Online, big brands get most of their orders from the white pages (branded search), which is cheap and converts very well.  They are also spending a boat load of money to be in the yellow pages but often don’t realize how much they’re spending to acquire customers there because the paid search dollars are actually spending on both the yellow pages and a double listing in the white pages (buying your own brand name in paid search).  The results are often reported mixed together since it is all paid search spend.  The yellow pages are really expensive and not performing super great but the double listing in the white pages delivers and more than makes up the difference.  Typically marketing reports lump all paid search (branded and non-branded) together so it appears as though paid search is really effective and is a huge driver of your business.  Be mindful that this is what Google wants you to believe (keeps you sending huge gobs of money their way), and also what your agency wants you to believe (it makes their job a lot easier and keeps money flowing their way too).

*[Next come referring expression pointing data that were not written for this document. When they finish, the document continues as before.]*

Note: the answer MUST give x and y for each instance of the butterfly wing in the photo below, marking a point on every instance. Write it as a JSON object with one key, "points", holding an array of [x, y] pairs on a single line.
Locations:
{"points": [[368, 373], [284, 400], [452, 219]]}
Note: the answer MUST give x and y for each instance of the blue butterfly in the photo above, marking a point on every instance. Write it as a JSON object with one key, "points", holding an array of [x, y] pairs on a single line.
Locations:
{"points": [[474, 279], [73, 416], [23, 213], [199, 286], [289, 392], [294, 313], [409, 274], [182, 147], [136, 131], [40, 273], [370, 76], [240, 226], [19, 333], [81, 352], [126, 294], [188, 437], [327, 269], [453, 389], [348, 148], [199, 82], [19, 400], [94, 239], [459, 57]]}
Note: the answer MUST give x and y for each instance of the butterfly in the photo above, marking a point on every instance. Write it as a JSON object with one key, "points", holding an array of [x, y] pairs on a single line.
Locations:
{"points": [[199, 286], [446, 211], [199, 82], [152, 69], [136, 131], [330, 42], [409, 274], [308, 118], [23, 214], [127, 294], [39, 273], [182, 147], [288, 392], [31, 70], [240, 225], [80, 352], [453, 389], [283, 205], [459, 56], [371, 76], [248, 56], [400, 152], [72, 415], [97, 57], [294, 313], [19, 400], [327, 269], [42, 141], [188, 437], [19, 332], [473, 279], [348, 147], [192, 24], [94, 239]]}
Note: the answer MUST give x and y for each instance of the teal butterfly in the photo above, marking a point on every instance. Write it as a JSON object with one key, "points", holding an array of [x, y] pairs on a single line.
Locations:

I consider people searching for your core brand equivalent to direct type-in traffic. Meaning someone searching Google for “kohls” is equivalent to typing kohls.com directly into your browser.  Same intention.  Many people forget to put the .com and the browser performs a search, other people just search for everything.  But the intention behind the act is the same.  So when I say “branded search” I’m referring to both, essentially people who were already looking for you and intended to come straight to you.  And yes I include any branded variants (“kohls clothing”) as well as core brand (“kohls”).  Just because people may believe they’ll be able to navigate your site better using Google doesn’t mean the intention wasn’t to go directly to your site.

For many multichannel retailers, if they had to rely on profitably acquiring new online customers who weren’t already looking for them, they would go bankrupt.  Many multichannel retailers online business doesn’t have real P&L accountability, and many aren’t even using a shadow P&L.  They may fancy themselves as profitable largely because they don’t understand branded traffic.  This seems funny to me that the big brands don’t understand the pros and cons of branded search in online business.  I think it’s because when you experience life without the benefit of branded search, you recognize it right away when you see it, and you can appreciate the benefit, the “unfair advantage” if you will, that it is, and how that built in advantage can blind you from the true effectiveness of the online business.

Why is branded search your enemy?  It’s not, however misunderstanding the big picture can be.  What happens is that the branded search subsidizes the non-branded search.  This makes you misjudge the effectiveness of your paid search campaigns which can cause you to both loose profit and fail to raise revenue.  You loose profit because you mistakenly believe your paid search campaign to be profitable while in reality you may be handing over the lion’s share of your hard earned gross margin to Google, who is more than happy to take it.  It’s a different kind of stupid tax for the rich.  You may loose revenue opportunity because you aren’t able to truly tap into this traffic source to grow the business because you’re not as focused as you should be on making your non-branded campaigns more efficient.

Of course ultimately branded search is how you win.  But the wining is not in the buying of the branded search, it’s in the creating of happy customers that want to buy from you again and cause those people to search for you.  Just don’t confuse the two.

If no-one is searching on your brand and your business is massively dependent on new customer acquisition, you might as well consider yourself an extended employee of Google because all the live long day you’re just working hard to put money in their pockets.  Knowing how to profitably acquire customers in Google is obviously important, but in order to win long term, focus your resources on getting that customer to buy from you again.